Early in the book she notes that,
“Many of the practices I had taken for granted now seemed to be not so much the result of scientific progress but rather outgrowths of American cultural biases that in some cases harmed more than helped our health and well-being.”
I suspect Dr. Stephen Bezruchka would approve of this phrasing.
There are just one hundred cardiologists in England, but an equivalent number of geriatric psychiatrists. Payer notes that they prioritize quality of life (in this case: during old age) over heart attack prevention. In France, “where great value is put on the woman’s ability to bear children, hysterectomy was not even suggested as an option,” for Payer’s fibroid tumor. Payer was told she must have a myomectomy, and that six such operations could be performed without even necessitating ceasarian section, should she become pregnant. When she returned to the US for treatment, she was “put under a great deal of pressure for hysterectomy and told that a second myomectomy would be impossible.”

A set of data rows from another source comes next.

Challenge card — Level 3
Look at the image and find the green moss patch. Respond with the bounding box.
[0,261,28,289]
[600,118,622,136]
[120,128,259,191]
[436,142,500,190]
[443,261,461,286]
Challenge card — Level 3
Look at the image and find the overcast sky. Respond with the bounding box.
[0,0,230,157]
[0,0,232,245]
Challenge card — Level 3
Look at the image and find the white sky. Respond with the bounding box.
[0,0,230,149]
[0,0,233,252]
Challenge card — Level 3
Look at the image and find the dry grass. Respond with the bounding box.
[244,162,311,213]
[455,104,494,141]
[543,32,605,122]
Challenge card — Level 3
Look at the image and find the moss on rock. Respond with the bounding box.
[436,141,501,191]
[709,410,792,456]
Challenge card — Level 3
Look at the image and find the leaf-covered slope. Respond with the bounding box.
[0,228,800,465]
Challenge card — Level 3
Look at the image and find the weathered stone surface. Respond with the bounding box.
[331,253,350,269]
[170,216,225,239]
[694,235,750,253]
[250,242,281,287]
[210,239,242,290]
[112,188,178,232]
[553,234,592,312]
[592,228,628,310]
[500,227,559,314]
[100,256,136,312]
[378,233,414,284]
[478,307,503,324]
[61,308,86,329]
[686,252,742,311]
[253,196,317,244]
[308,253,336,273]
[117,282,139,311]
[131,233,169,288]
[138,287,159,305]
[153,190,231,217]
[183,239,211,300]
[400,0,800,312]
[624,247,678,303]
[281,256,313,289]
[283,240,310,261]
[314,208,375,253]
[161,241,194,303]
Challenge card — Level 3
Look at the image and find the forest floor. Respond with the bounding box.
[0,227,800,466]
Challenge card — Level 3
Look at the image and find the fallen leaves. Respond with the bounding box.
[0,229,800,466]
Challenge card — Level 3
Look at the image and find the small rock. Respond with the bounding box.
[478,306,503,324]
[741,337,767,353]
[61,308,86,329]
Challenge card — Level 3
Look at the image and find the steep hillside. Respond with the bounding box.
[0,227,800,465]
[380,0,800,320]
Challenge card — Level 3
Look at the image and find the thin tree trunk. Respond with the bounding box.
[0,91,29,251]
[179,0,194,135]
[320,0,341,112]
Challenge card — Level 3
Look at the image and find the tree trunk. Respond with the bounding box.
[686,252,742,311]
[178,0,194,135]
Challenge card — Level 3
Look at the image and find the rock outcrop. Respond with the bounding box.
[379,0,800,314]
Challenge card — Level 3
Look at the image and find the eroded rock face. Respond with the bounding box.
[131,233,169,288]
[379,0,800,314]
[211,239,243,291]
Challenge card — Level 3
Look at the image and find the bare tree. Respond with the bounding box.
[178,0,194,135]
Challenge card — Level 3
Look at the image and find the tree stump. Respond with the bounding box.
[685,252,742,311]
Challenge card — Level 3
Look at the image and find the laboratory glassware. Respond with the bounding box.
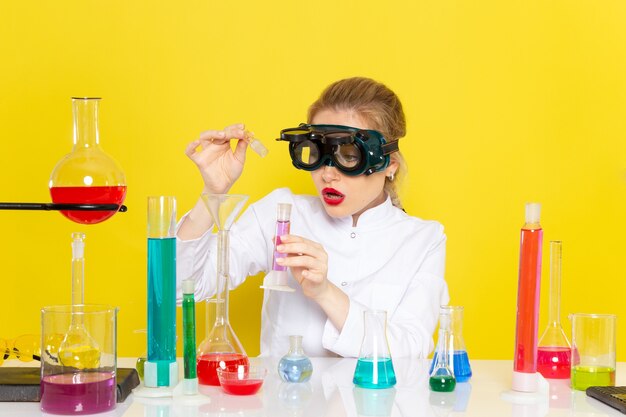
[352,310,396,389]
[144,196,178,388]
[569,313,617,391]
[261,203,295,292]
[40,304,117,415]
[59,232,100,369]
[183,279,198,395]
[278,335,313,382]
[197,193,249,385]
[512,203,543,392]
[537,240,571,379]
[244,130,269,158]
[49,97,126,224]
[428,307,456,392]
[430,306,472,382]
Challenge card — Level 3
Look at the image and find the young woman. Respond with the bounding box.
[177,78,448,357]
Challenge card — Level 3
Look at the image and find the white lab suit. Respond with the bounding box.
[177,188,449,357]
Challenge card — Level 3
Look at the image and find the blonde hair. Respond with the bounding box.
[307,77,407,208]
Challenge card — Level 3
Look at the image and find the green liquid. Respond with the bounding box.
[352,358,396,389]
[572,366,615,391]
[183,294,196,379]
[428,375,456,392]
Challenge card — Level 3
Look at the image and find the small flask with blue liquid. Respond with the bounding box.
[352,310,396,389]
[278,336,313,382]
[430,306,472,382]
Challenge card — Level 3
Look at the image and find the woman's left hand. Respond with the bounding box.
[276,235,330,300]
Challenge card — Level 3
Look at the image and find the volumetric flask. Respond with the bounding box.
[49,97,126,224]
[537,240,571,379]
[430,306,472,382]
[197,193,250,386]
[352,310,396,389]
[40,305,117,415]
[569,313,617,391]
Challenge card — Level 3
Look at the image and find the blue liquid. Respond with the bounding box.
[352,358,396,388]
[278,356,313,382]
[428,350,472,382]
[148,237,176,387]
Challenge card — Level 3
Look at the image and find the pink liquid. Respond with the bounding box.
[222,379,263,395]
[272,220,290,271]
[50,185,126,224]
[537,346,571,379]
[196,353,250,386]
[513,229,543,373]
[41,372,117,415]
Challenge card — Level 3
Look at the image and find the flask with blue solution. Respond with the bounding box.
[430,306,472,382]
[278,336,313,382]
[352,310,396,389]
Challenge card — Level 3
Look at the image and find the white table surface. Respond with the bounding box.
[0,358,626,417]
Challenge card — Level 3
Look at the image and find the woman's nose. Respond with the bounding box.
[322,165,339,182]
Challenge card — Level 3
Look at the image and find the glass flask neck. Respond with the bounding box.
[359,310,391,358]
[72,97,100,150]
[288,336,305,356]
[215,230,230,324]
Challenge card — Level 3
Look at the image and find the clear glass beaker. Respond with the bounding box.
[537,240,571,379]
[197,193,249,386]
[144,196,178,388]
[569,313,617,391]
[40,305,117,415]
[352,310,396,389]
[430,306,472,382]
[49,97,126,224]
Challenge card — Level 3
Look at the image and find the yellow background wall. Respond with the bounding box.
[0,0,626,361]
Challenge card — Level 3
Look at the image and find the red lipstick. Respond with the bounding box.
[322,188,346,206]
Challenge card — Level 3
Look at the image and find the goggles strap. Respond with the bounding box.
[381,140,400,155]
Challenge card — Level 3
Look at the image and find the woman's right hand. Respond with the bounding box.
[185,123,248,194]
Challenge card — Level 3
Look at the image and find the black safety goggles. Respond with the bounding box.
[276,123,398,176]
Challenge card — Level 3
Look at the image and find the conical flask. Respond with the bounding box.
[352,310,396,389]
[197,193,249,386]
[537,240,571,379]
[430,306,472,382]
[278,335,313,382]
[49,97,126,224]
[428,307,456,392]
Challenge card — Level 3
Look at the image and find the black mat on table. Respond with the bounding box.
[0,366,139,403]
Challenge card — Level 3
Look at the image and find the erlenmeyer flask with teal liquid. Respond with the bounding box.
[428,306,456,392]
[352,310,396,389]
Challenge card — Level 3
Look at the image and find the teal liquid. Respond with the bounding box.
[428,375,456,392]
[148,237,176,387]
[352,358,396,389]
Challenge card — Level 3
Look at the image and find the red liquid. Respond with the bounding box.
[537,346,571,379]
[513,228,543,373]
[197,353,250,386]
[50,185,126,224]
[222,379,263,395]
[41,372,117,415]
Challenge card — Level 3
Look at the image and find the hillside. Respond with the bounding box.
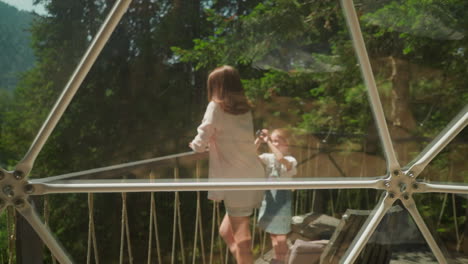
[0,2,34,90]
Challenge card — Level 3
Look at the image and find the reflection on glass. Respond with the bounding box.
[418,128,468,184]
[356,1,468,166]
[414,193,468,262]
[344,203,437,263]
[24,1,386,178]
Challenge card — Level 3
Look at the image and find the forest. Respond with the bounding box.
[0,0,468,263]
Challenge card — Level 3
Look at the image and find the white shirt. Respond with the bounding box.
[192,101,265,207]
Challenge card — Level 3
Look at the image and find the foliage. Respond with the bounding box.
[0,2,34,90]
[0,0,468,263]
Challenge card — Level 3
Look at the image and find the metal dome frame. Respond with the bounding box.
[0,0,468,263]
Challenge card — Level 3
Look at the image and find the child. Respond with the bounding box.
[255,129,297,263]
[189,66,265,264]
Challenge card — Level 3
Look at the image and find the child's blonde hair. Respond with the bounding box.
[207,65,250,115]
[271,128,291,146]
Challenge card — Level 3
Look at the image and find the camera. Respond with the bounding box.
[255,129,266,137]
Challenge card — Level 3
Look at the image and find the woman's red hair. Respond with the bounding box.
[207,65,251,115]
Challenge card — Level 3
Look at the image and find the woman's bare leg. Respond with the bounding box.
[219,214,237,256]
[270,234,288,263]
[228,216,253,264]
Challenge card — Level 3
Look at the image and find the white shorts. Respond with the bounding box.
[226,206,253,217]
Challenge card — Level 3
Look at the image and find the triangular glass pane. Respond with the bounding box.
[418,128,468,184]
[330,202,446,263]
[414,193,468,263]
[0,0,117,169]
[356,0,468,166]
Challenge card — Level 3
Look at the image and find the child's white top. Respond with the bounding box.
[192,101,265,207]
[258,153,297,179]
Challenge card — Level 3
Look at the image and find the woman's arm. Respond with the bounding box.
[189,101,217,152]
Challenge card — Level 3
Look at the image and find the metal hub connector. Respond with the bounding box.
[0,168,29,209]
[383,169,419,200]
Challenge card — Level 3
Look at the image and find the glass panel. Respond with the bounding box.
[348,202,444,263]
[39,190,384,263]
[418,128,468,184]
[356,0,468,166]
[0,0,113,169]
[414,193,468,262]
[22,1,386,182]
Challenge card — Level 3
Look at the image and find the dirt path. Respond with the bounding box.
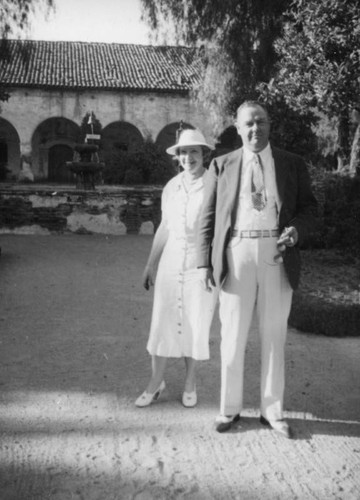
[0,235,360,500]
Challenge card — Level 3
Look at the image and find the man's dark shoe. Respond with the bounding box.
[260,415,293,439]
[215,413,240,432]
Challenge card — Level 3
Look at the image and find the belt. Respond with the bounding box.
[231,229,279,238]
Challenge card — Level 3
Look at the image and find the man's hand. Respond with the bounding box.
[200,267,216,292]
[277,226,299,252]
[143,266,155,290]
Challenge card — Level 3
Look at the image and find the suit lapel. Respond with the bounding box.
[272,148,289,201]
[225,149,242,226]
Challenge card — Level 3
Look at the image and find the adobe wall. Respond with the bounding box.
[0,88,211,177]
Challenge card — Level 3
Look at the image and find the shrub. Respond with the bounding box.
[310,167,360,253]
[103,139,177,184]
[289,250,360,337]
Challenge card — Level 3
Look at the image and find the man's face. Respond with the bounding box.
[236,106,270,153]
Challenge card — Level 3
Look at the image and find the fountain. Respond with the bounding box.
[66,113,105,190]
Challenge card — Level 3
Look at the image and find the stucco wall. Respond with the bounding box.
[0,88,211,177]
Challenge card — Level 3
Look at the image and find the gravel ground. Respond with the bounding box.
[0,235,360,500]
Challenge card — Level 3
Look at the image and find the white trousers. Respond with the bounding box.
[219,238,292,420]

Payer cites a French professor, on holiday in the US when he suffered angina, pressured into an immediate bypass operation, without knowing that incidence of coronary bypass operations in the US is 28 times that of some European countries, with studies showing that bypasses rarely have to be done immediately if at all. BCG, an obligatory immunization in France (also in Ghana and Nigeria, I can speak from experience) is “almost impossible” to obtain in the US.
A French patient has seven times the chance of getting drugs in suppository form as does an American. Treatable high blood pressure in the US might be considered normal in England. Low blood pressure can be treated in Germany with 85 different drugs, as well as hydrotherapy, but in the United States would qualify a person for lower life insurance rates. The French use half the number of bars of soap per person, per year, as the English. West Germans (this phrase, “West Germans”, betrays the age of the book) use six times the amount of heart drugs as the French and English.
In general this is a fascinating book, and gives a sense of the influence of culture and context on medicine and to a larger extent on health. At 150 pages it is a quick read, and well worth your time, even if it doesn’t directly speak to structural violence.